# Best heating for RUB Rack



## Roblin (May 4, 2009)

Hi there!

I will be building a RUB rack shortly and can't decide whether to use heat cable or heat mats. Which is best, and why?

Best wishes,

Rob


----------



## chibbins4 (Aug 29, 2011)

What're you keeping in the RUBs? 

If you're keeping leopard geckos, since they need belly heat, I'd say use a large heatmat across the back of the RUB rack to heat all of them (~1/3rd of each RUB) from the underside.

If you chose cables, they wouldn't run underneath the RUBs so easily and the heat would probably have to come from the side/top, which isn't ideal.

Remember, you can get long thin heatmats to span across several RUBs if you're not wanting to buy many individual ones!

Hope that helps,
Rob.

(P.S. Great name! : victory


----------



## Roblin (May 4, 2009)

Hi Rob!

Thanks for getting back to me. I am aiming to keep Leos in one level, and pyxie frogs on another. Each of the levels will have a dedicated thermostat and heating device. Looking forward to getting it built!

Best wishes,

Rob


----------



## Evilshiddenclaws (May 25, 2010)

my hatchling rack that i built which is really just like a book shelf had heat cable, i routered out a channel along each shelf for the cable to sit in so i could pull out the rub's as i wanted without them catching on the cable.

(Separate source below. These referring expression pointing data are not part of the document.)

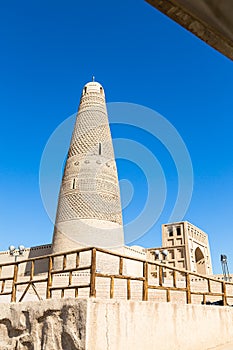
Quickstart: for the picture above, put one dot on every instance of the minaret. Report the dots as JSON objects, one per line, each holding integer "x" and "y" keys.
{"x": 89, "y": 207}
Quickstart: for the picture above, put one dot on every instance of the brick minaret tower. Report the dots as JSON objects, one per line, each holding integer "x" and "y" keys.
{"x": 89, "y": 207}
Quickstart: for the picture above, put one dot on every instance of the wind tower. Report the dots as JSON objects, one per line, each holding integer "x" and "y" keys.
{"x": 89, "y": 207}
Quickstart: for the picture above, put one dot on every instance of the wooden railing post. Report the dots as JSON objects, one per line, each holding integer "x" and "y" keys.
{"x": 32, "y": 270}
{"x": 168, "y": 296}
{"x": 160, "y": 275}
{"x": 121, "y": 266}
{"x": 77, "y": 259}
{"x": 64, "y": 261}
{"x": 145, "y": 282}
{"x": 14, "y": 286}
{"x": 49, "y": 278}
{"x": 188, "y": 288}
{"x": 174, "y": 278}
{"x": 111, "y": 287}
{"x": 209, "y": 285}
{"x": 128, "y": 289}
{"x": 224, "y": 297}
{"x": 93, "y": 273}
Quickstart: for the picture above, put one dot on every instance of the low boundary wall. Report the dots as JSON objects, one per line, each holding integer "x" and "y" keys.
{"x": 96, "y": 324}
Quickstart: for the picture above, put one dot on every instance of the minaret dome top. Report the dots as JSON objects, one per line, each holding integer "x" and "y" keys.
{"x": 93, "y": 86}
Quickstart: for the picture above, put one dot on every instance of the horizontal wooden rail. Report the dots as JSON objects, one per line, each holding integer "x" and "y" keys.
{"x": 70, "y": 287}
{"x": 70, "y": 266}
{"x": 74, "y": 269}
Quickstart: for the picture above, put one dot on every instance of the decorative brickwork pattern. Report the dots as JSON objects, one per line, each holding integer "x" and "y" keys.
{"x": 90, "y": 189}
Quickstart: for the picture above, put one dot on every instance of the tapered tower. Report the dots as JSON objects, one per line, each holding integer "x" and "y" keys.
{"x": 89, "y": 207}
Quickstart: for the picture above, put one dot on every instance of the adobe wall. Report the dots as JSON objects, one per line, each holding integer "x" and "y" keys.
{"x": 96, "y": 324}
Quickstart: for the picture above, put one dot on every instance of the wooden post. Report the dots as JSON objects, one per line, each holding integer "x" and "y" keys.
{"x": 209, "y": 285}
{"x": 64, "y": 261}
{"x": 128, "y": 289}
{"x": 93, "y": 273}
{"x": 32, "y": 270}
{"x": 168, "y": 296}
{"x": 145, "y": 282}
{"x": 121, "y": 266}
{"x": 160, "y": 275}
{"x": 13, "y": 293}
{"x": 3, "y": 286}
{"x": 174, "y": 278}
{"x": 188, "y": 288}
{"x": 77, "y": 259}
{"x": 224, "y": 297}
{"x": 70, "y": 278}
{"x": 111, "y": 287}
{"x": 49, "y": 278}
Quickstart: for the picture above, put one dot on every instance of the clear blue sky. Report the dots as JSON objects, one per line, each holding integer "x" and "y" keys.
{"x": 50, "y": 49}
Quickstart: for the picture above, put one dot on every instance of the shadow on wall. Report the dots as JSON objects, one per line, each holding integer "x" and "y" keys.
{"x": 41, "y": 266}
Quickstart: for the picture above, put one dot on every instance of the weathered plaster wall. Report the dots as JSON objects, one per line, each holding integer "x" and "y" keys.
{"x": 46, "y": 325}
{"x": 96, "y": 324}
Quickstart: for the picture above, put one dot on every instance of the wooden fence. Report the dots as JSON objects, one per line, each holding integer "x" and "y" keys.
{"x": 17, "y": 278}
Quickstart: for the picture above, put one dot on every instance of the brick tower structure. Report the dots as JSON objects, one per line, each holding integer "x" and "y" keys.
{"x": 89, "y": 207}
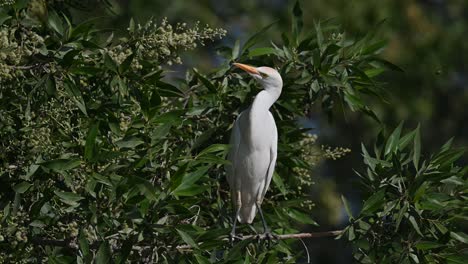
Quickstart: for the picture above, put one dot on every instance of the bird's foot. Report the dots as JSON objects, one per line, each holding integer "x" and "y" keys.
{"x": 267, "y": 236}
{"x": 233, "y": 237}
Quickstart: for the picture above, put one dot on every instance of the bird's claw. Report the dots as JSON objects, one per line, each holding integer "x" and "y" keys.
{"x": 268, "y": 236}
{"x": 233, "y": 237}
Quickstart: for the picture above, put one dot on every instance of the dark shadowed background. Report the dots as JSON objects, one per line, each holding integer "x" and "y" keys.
{"x": 427, "y": 38}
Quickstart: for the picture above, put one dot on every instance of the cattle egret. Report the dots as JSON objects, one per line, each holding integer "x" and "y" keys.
{"x": 254, "y": 142}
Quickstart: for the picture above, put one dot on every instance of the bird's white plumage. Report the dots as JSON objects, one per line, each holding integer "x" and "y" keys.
{"x": 253, "y": 152}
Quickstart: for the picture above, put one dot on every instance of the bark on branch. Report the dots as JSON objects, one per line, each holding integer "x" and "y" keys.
{"x": 71, "y": 244}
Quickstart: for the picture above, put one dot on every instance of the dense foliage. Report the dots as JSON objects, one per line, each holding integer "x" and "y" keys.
{"x": 416, "y": 210}
{"x": 102, "y": 158}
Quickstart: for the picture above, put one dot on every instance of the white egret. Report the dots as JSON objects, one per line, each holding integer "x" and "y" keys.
{"x": 253, "y": 152}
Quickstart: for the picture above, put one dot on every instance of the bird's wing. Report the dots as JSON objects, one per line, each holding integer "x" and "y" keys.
{"x": 271, "y": 167}
{"x": 234, "y": 144}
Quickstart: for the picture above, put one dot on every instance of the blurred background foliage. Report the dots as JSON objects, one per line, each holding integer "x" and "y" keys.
{"x": 426, "y": 38}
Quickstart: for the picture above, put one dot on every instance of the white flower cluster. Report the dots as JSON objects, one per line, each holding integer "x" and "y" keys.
{"x": 15, "y": 45}
{"x": 162, "y": 42}
{"x": 6, "y": 2}
{"x": 334, "y": 153}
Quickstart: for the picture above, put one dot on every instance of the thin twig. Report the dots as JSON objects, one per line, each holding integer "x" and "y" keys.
{"x": 73, "y": 245}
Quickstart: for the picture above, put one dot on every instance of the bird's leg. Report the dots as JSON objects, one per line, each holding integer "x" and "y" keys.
{"x": 266, "y": 231}
{"x": 232, "y": 235}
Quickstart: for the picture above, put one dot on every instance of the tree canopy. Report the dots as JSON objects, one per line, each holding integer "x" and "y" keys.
{"x": 106, "y": 158}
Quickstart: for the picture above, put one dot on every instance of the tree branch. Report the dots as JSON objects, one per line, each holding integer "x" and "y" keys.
{"x": 71, "y": 244}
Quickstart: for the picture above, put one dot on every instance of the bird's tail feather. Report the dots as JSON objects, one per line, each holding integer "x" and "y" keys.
{"x": 247, "y": 214}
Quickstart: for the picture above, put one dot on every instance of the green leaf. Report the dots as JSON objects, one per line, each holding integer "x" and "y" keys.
{"x": 417, "y": 147}
{"x": 214, "y": 148}
{"x": 22, "y": 187}
{"x": 254, "y": 38}
{"x": 90, "y": 148}
{"x": 130, "y": 142}
{"x": 109, "y": 63}
{"x": 392, "y": 142}
{"x": 84, "y": 245}
{"x": 279, "y": 183}
{"x": 425, "y": 245}
{"x": 61, "y": 164}
{"x": 55, "y": 22}
{"x": 374, "y": 202}
{"x": 207, "y": 83}
{"x": 460, "y": 236}
{"x": 75, "y": 94}
{"x": 301, "y": 217}
{"x": 235, "y": 50}
{"x": 297, "y": 22}
{"x": 415, "y": 225}
{"x": 69, "y": 197}
{"x": 123, "y": 68}
{"x": 191, "y": 190}
{"x": 386, "y": 64}
{"x": 103, "y": 255}
{"x": 347, "y": 208}
{"x": 187, "y": 238}
{"x": 261, "y": 51}
{"x": 455, "y": 259}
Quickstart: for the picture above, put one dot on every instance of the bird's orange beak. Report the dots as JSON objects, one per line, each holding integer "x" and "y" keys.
{"x": 247, "y": 68}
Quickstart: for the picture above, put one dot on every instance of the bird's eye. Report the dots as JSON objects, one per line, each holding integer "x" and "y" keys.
{"x": 264, "y": 75}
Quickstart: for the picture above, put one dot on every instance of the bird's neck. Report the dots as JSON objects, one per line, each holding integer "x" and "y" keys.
{"x": 265, "y": 99}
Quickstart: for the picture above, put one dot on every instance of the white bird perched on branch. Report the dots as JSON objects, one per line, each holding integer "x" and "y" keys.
{"x": 253, "y": 152}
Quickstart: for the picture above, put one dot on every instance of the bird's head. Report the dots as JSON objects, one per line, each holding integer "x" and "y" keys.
{"x": 268, "y": 77}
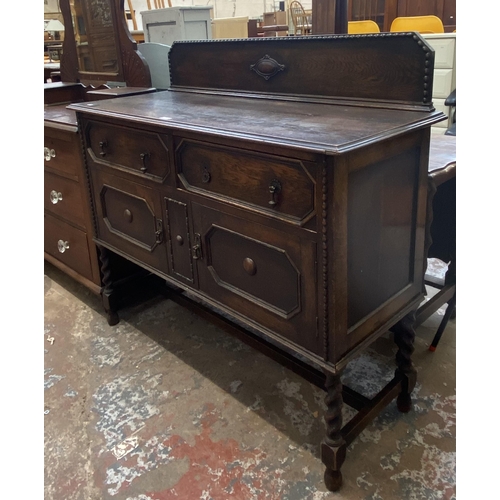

this was before the cable was put in, you can't see the channel  i used aluminium tape under the heat cable to help stop it being absorbed by the wood.

my adult 50ltr Rub rack was made so that the shelves slide out, i used individual mats for each shelf under each RUB.

























i now have two side by side, these were taken when just the first one was finished.


----------